EvalJ Project
EvalJ project develops java source
code for the evaluation of information retrieval experiments.
EvalJ is hosted on SourceForge: http://sourceforge.net/projects/evalj/
Please use the SourceForge interface to submit bug reports and/or
feature requests. Include the version information you can get using the
"about" command (see the section on EvalJ).
IMPORTANT NOTICE
Please note that EvalJ contains two software packages:
- XCGEval which evaluates runs with XCG
- EvalJ which evaluates submissions with PR (aka
inex-eval), PRNG (aka inex-eval-ng) and PRUM metrics (GR, PRUM and
EPRUM). An interface for XCG is currently in development.
Both packages are documented in this file. You will also find at the end of
the file some instrutions on how to build EvalJ from CVS.
XCGEval
Usage info for XCGEval
- To run XCGEval from the command line use:
java -Dorg.xml.sax.driver=gnu.xml.aelfred2.XmlReader -jar jars/EvalJ.jar [-e] [-q] [-gnu/jfree] -config yourconfigfile.prop
- To run XCGEval from within an IDE (e.g. Eclipse) use:
XCGEval [-q] [-e] [-gnu/jfree] -config yourconfigfile.prop
with VM arguments:
-Dorg.xml.sax.driver=gnu.xml.aelfred2.XmlReader -Xmx75
Command line options and arguments:
Run XCGEval without any arguments to get detailed usage info.
Use -q to print evaluation results for each query.
Use -e to score empty result topics as 0, i.e. topics that occur in the
recall-base but for which no results were returned by a run.
Use -gnu to produce gnuplot dat and gp files.
Use -jfree to use the jfree graphics modules to output graphs as png
files.
The config file must contain the following settings:
INEXDOCCOLL_DIR: aDir #the directory where the inex document collection
resides if different from ./inex-1.4.
EXPANDED_FULLRB: aFile #an XML file that contains all assessments in a single
file. It is automatically generated by the CreateExpandedFullRB class when
XCGEval is first run (as it speeds up consequent runs). Note that if
EXPANDED_FULLRB is given then the ASSESSMENTS_DIR option is ignored!
ASSESSMENTS_DIR: aDir #the directory where the assessments files are stored,
e.g. ./assess04. You may give a directory, a single file, a list of files
(separated by comma), or a regular expression, e.g. aDir/16*.xml.
SUBMISSIONRUNS_DIR: aDir #the directory containing the submission run files,
e.g. ./runs04". You may give a directory, a single file, a list of files
(separated by comma), or a regular expression, e.g. aDir/*/*.xml.

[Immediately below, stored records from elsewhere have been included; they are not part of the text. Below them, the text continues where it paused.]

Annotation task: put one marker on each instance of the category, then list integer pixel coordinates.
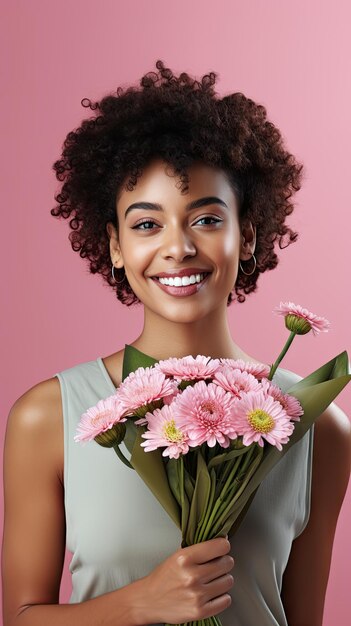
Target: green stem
(207, 527)
(281, 356)
(237, 482)
(122, 457)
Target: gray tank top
(118, 532)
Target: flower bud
(113, 436)
(297, 324)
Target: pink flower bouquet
(203, 433)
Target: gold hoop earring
(114, 278)
(248, 273)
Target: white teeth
(182, 281)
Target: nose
(177, 244)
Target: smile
(182, 286)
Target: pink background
(292, 57)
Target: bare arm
(306, 576)
(195, 581)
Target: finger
(218, 587)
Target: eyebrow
(195, 204)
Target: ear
(248, 240)
(115, 250)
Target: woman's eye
(137, 226)
(208, 217)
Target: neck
(209, 336)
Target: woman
(167, 181)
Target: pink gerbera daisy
(301, 321)
(256, 369)
(99, 418)
(188, 367)
(206, 412)
(164, 431)
(289, 403)
(143, 387)
(261, 417)
(236, 381)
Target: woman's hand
(192, 584)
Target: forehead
(159, 183)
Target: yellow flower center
(297, 324)
(260, 421)
(100, 417)
(171, 432)
(208, 407)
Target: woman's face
(172, 236)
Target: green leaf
(184, 501)
(149, 465)
(315, 393)
(188, 484)
(173, 478)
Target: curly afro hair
(180, 120)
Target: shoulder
(332, 453)
(36, 419)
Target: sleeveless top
(118, 532)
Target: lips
(182, 272)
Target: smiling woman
(179, 199)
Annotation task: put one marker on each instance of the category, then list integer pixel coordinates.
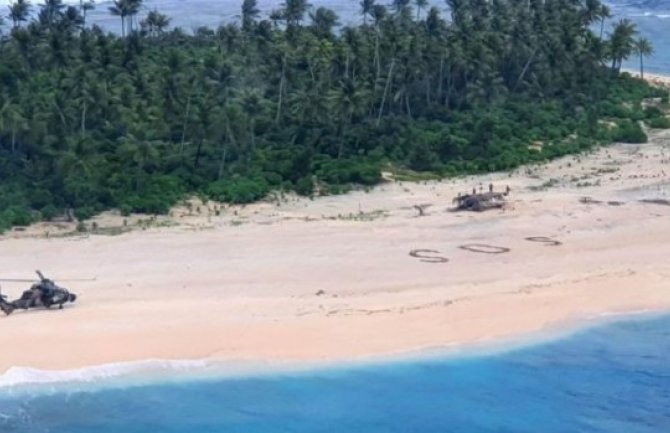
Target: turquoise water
(610, 379)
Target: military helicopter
(44, 293)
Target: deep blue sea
(612, 378)
(651, 16)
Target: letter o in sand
(420, 254)
(545, 240)
(484, 248)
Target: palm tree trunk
(13, 137)
(386, 89)
(183, 129)
(281, 91)
(83, 120)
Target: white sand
(244, 287)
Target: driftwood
(544, 240)
(484, 248)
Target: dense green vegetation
(92, 121)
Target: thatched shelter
(480, 202)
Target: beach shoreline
(337, 278)
(148, 372)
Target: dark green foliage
(238, 190)
(92, 121)
(628, 131)
(660, 122)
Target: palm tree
(644, 49)
(400, 5)
(294, 11)
(250, 12)
(120, 9)
(134, 7)
(323, 21)
(420, 4)
(622, 42)
(51, 11)
(85, 6)
(19, 11)
(605, 13)
(366, 9)
(155, 23)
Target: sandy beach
(333, 279)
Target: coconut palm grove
(140, 118)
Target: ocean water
(651, 16)
(608, 379)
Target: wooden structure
(480, 202)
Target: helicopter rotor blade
(24, 280)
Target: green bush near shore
(91, 121)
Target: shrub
(238, 190)
(660, 122)
(629, 132)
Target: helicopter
(44, 293)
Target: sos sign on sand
(433, 256)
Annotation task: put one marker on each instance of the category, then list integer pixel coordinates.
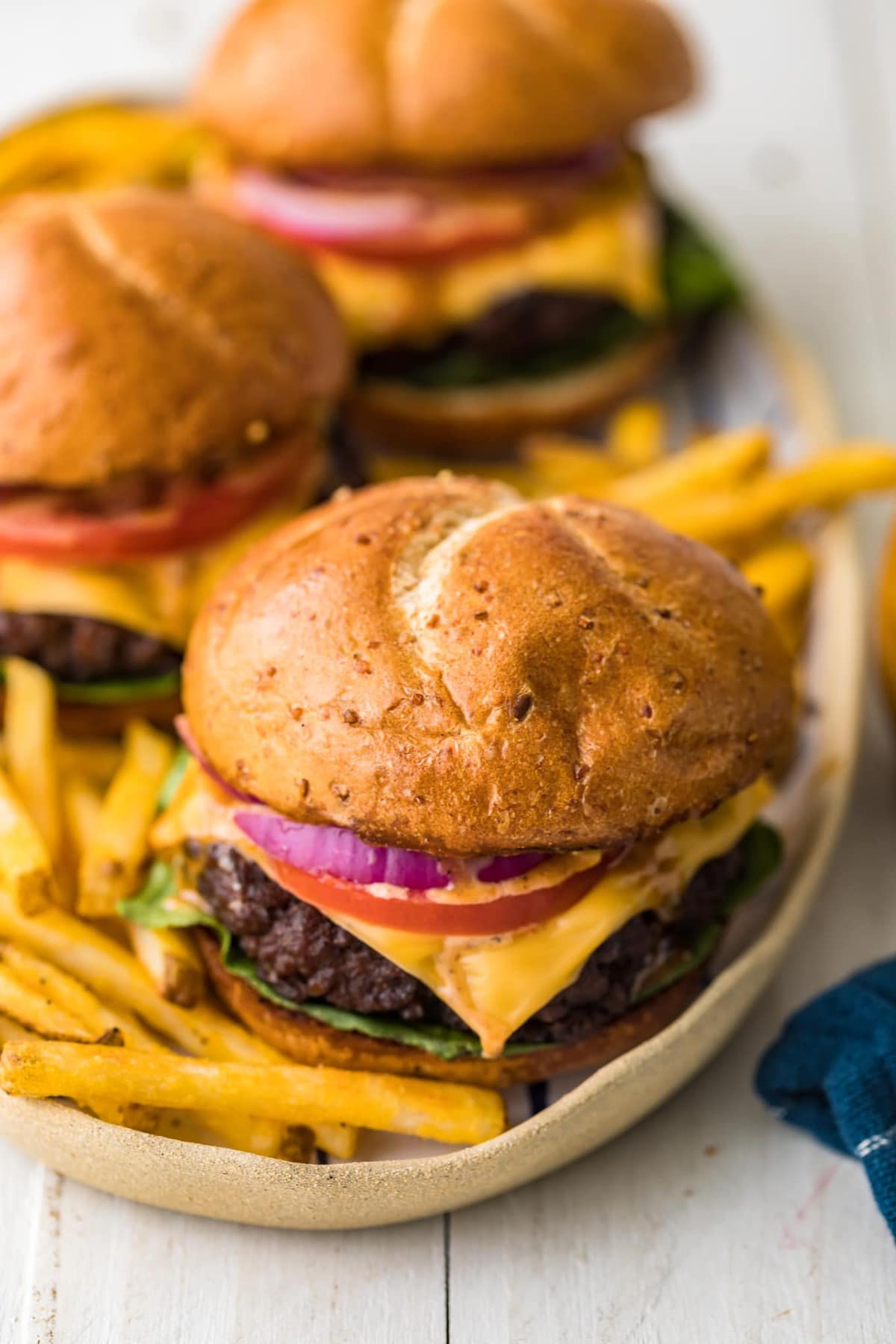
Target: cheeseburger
(465, 181)
(164, 378)
(474, 781)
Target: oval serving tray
(747, 373)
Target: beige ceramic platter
(743, 376)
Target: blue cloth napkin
(833, 1073)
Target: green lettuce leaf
(763, 853)
(697, 279)
(160, 906)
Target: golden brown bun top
(438, 82)
(440, 665)
(141, 331)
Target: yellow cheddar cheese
(494, 984)
(610, 245)
(156, 597)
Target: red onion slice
(324, 215)
(339, 853)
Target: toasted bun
(440, 665)
(141, 331)
(450, 84)
(480, 421)
(314, 1043)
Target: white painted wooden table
(709, 1222)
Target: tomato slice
(415, 913)
(43, 526)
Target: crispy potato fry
(111, 866)
(116, 976)
(69, 995)
(94, 759)
(735, 519)
(289, 1093)
(559, 464)
(172, 962)
(264, 1137)
(719, 463)
(11, 1030)
(31, 750)
(26, 867)
(81, 804)
(336, 1140)
(101, 144)
(783, 573)
(637, 435)
(38, 1012)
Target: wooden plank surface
(711, 1222)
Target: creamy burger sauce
(497, 983)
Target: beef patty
(302, 954)
(508, 334)
(77, 648)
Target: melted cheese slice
(610, 246)
(494, 984)
(156, 597)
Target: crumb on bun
(441, 665)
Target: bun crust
(311, 1042)
(440, 665)
(440, 84)
(141, 331)
(479, 423)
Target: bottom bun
(480, 421)
(311, 1042)
(99, 721)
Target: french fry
(712, 464)
(38, 1012)
(172, 962)
(289, 1093)
(563, 465)
(111, 866)
(336, 1140)
(734, 520)
(117, 977)
(31, 750)
(262, 1137)
(81, 804)
(131, 1116)
(94, 759)
(635, 435)
(69, 995)
(26, 867)
(783, 573)
(11, 1030)
(96, 144)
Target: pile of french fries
(723, 490)
(117, 1018)
(104, 144)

RESULTS_DIR: aDir #the directory where all results are to be written if
different from ./results.
METRICS: m1, m1, m3, ... #a comma separated list of metrics, available
options are: xCG, nxCG, ep/gr, q
QUANT_FUNCTIONS: q1, q2, ... #a comma separated list of quantisation
functions, available options are: strict/gen/sog[1,2,3]/sqsog[1,2,3], default
is sog2.
OVERLAP: o1, o2, ... #a comma separated list of overlap functions, available
options are: on/off, default is on.
DCV: dcv1, dcv2, ... #a comma separated list of document cutoff values for
{nXCG, MAnxCG}@DCV, default is 5, 10, 15, 25, 50, 100, 500, 1000, 1500.

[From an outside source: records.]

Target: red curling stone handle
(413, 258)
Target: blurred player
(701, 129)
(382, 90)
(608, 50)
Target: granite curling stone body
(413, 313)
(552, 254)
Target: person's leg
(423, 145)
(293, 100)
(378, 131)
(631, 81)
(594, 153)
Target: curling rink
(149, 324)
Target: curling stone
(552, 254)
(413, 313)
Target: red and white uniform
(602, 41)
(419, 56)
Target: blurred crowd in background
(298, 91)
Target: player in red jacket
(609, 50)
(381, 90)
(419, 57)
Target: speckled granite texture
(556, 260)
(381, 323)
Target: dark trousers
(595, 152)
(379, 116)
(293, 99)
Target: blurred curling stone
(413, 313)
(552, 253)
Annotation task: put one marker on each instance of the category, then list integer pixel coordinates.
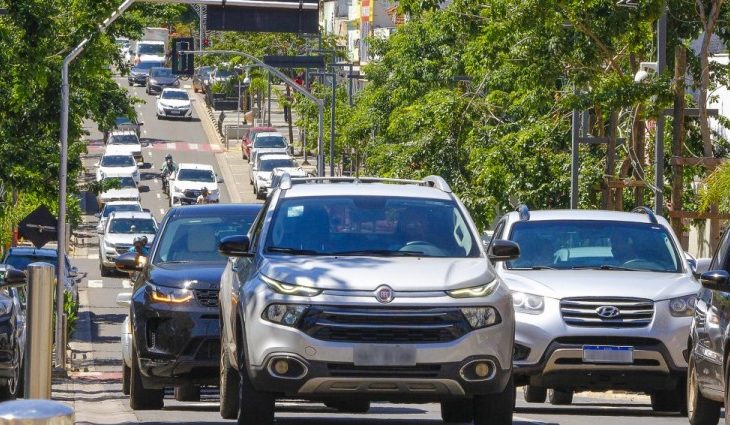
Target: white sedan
(174, 103)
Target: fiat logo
(384, 294)
(608, 311)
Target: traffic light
(182, 63)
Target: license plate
(384, 355)
(608, 354)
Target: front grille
(388, 326)
(207, 297)
(631, 312)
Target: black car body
(161, 78)
(174, 309)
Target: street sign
(263, 19)
(295, 61)
(39, 227)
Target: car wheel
(534, 393)
(457, 411)
(187, 392)
(349, 406)
(141, 398)
(228, 387)
(700, 410)
(495, 409)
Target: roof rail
(523, 212)
(647, 211)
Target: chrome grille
(632, 312)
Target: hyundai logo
(384, 294)
(608, 311)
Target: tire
(534, 394)
(349, 406)
(495, 409)
(700, 410)
(560, 397)
(457, 411)
(228, 387)
(126, 372)
(140, 398)
(187, 392)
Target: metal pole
(659, 147)
(40, 336)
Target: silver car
(351, 290)
(603, 301)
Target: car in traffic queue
(117, 161)
(188, 181)
(347, 291)
(603, 301)
(174, 103)
(173, 338)
(120, 231)
(262, 171)
(249, 135)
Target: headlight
(476, 291)
(284, 314)
(163, 294)
(683, 306)
(287, 289)
(528, 303)
(481, 317)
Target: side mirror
(503, 250)
(716, 280)
(124, 299)
(128, 263)
(235, 246)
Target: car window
(370, 225)
(570, 244)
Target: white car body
(177, 108)
(184, 191)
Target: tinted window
(594, 244)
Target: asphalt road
(187, 142)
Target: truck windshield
(607, 245)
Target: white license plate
(384, 355)
(608, 354)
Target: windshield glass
(195, 239)
(370, 225)
(124, 139)
(175, 95)
(117, 161)
(594, 244)
(132, 225)
(203, 176)
(108, 209)
(269, 142)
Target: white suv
(603, 301)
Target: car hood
(600, 283)
(196, 275)
(367, 273)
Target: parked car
(12, 335)
(201, 78)
(174, 103)
(117, 164)
(249, 135)
(188, 182)
(125, 141)
(175, 339)
(352, 291)
(161, 78)
(122, 227)
(20, 256)
(261, 172)
(111, 207)
(603, 301)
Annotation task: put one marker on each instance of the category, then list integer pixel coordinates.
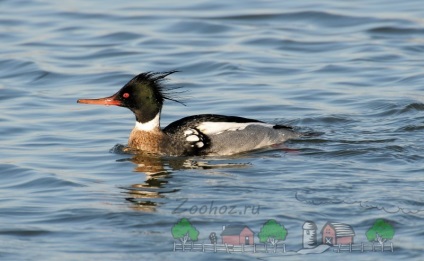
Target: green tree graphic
(381, 231)
(184, 231)
(272, 232)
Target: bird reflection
(147, 196)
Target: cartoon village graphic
(272, 236)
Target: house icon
(237, 235)
(337, 233)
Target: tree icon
(184, 231)
(381, 231)
(272, 232)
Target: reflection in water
(158, 170)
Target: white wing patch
(192, 136)
(210, 128)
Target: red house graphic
(237, 235)
(337, 233)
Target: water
(349, 70)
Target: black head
(143, 95)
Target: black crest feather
(155, 79)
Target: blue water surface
(350, 70)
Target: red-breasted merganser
(206, 134)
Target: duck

The config file may contains the following optional settings:
TASK: aTask #specifies the task to be evaluated, e.g. CO, CAS, Co.Focussed,
which then acts as a filter. The submission runs' task attribute will be
matched against the task defined here.\n");
POOLS: p1, p2, ... #a comma separated list of assessment pools to use from
assessments (acts as a filter). If not given then first pool found is taken
for all topics (i.e. for multi-assessed topics, where more than one pool
exists).\n");
QUERY_TYPE: aType #query type, e.g. CO, CAS, CO+S. Acts as a filter, whereby
only assessments with the defined query type will be processed.\n");
DATA_POINTS: 100 #number of data points to use for graphs, if different from
100, e.g. effort-precision at 100 gain-recall points
The output of XCGEval is the results of the chosen metrics, printed on the
STDOUT and also stored in the xcgeval.log file.
If the -gnu option is used then additional output includes the .gnu and .dat
files, stored in the RESULTS_DIR directory.
If the -jfree option is used then additional output includes the .png graph
files, stored in the RESULTS_DIR directory.
The naming of the generated files is standardised to use a combination of the
run's id, the topic's id (or ALL), the
metric (i.e. xCG, nxCG, or nRnxCG = normalised Rank and normalised xCG,
ep-gr).
EvalJ
Usage info (for metrics frontend evalj.EvalJ):
EvalJ (under unix/linux) can be invoqued with the command scripts/evalj or
bin/evalj; otherwise,
use
java -cp jars/EvalJ.jar evalj.Eval
In the following, we denote EVALJ the start of the command line (either
scripts/evalj, bin/evalj or java -cp jars/EvalJ.jar).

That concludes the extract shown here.